I can’t tell you how immensely liberating that felt for me. It was like a proverbial (and, honestly, extremely literal) breath of fresh air, and it changed my heart about this journey we’ve been on here on the peninsula. Above all else though? It really brought to light some of the enormous differences (some good, some bad) between the US and Korea, some of which smacked us in the face upon arriving back in the USA. Curious? Here are a few…
- Everything in South Korea (besides parking) is so orderly. People queue up with no issue. Nobody grumbles or acts like a twat. Honestly, people do it patiently and graciously. Almost immediately upon arriving in the US, people were complaining about lines and making a stink.

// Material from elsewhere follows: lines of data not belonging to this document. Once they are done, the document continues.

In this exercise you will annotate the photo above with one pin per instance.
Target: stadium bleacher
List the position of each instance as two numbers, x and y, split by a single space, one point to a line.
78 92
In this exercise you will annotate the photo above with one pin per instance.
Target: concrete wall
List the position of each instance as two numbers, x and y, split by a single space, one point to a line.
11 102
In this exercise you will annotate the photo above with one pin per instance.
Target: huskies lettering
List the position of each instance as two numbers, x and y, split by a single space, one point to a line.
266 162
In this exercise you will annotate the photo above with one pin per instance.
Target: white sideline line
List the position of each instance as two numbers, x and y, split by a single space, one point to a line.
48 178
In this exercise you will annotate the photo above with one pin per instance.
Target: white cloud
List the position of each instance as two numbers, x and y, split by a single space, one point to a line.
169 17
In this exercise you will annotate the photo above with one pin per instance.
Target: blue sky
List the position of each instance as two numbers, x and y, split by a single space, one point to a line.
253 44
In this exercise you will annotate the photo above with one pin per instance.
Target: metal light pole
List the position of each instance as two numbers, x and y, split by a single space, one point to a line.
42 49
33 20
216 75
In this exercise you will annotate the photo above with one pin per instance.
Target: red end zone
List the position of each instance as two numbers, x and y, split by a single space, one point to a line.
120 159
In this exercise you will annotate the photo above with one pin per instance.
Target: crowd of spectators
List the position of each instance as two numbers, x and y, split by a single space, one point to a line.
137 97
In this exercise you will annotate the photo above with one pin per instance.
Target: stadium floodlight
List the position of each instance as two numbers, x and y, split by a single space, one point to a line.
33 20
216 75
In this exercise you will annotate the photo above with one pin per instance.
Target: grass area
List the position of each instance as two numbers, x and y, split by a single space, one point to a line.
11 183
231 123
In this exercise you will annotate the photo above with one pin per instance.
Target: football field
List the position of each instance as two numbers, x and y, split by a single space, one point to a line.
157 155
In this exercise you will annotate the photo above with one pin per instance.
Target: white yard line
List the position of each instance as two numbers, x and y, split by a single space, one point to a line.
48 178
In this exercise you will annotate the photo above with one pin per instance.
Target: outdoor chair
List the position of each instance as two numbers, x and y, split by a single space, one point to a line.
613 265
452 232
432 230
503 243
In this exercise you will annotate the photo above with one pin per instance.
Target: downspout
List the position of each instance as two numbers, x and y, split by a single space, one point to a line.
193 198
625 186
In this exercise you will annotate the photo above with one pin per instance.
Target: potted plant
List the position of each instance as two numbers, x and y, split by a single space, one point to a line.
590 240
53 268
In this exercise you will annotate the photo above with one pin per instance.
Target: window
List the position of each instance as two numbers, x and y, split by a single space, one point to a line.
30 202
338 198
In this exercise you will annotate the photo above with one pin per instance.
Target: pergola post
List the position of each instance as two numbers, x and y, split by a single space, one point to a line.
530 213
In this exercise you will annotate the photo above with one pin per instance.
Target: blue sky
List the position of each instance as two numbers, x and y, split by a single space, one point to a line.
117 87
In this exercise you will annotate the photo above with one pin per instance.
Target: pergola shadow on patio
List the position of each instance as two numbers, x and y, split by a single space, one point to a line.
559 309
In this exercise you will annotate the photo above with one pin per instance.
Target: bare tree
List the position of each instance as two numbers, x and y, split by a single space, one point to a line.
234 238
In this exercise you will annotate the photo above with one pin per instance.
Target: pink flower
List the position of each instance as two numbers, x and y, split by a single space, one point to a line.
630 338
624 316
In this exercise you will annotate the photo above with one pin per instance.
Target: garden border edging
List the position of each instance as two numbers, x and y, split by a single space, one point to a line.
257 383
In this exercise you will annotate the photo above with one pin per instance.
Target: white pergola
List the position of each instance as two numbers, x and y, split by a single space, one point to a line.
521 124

- Modesty is huge in Korea. You don’t see tube tops or open necklines very often. Short skirts might be a thing, but even shorts are a rarity. Going back to the USA, the amount of skin shown was a slap in the face. Right or wrong, it’s something we’re completely unaccustomed to anymore.
- The airports are far less kid-friendly. Incheon is made for families. With play areas nearly every terminal and spot, it’s designed to make lives easier for parents traveling with small children. We landed in San Francisco, and we saw multiple pet relief areas, a yoga room, multiple bars and bistros, but there were no apparent kid-friendly spots where we landed for our layover.
- People are more apt to talk to strangers in the US. We’re accustomed to holding doors as a nicety, and we apologize if we bump into people. That’s not a thing in Korea. It’s common to bump into people, and holding doors? While sometimes welcomed, it’s often met with a strange look.
- Driving is simpler. Parking is simpler. There’s less anxiety getting from point A to point B, though I’d imagine that’s the case with any international travel. Honestly, it’s also saying something though because someone totally hit our rental car whilst we were in Utah for Grandma’s funeral.
- There’s less anxiety surrounding the kids and safety in Korea than there is in the US. Weird, right? Spencer kept wandering off while in Salt Lake City, and he’d disappear in the hotel while trying to surprise us and be independent. My fear over kidnapping in the US? Huge. My fear of kidnapping in Korea? Non-existent.
Honestly, I felt an immense immediate sense of relief when arriving in the US, and my knee-jerk reaction was one of, “Oh my gosh. I want to move back.” When we returned to Korea though? We all felt like we were coming home. Frustrating? Yes. Gratifying to have a home in two countries? Also yes.
What an incredible opportunity and adventure this is!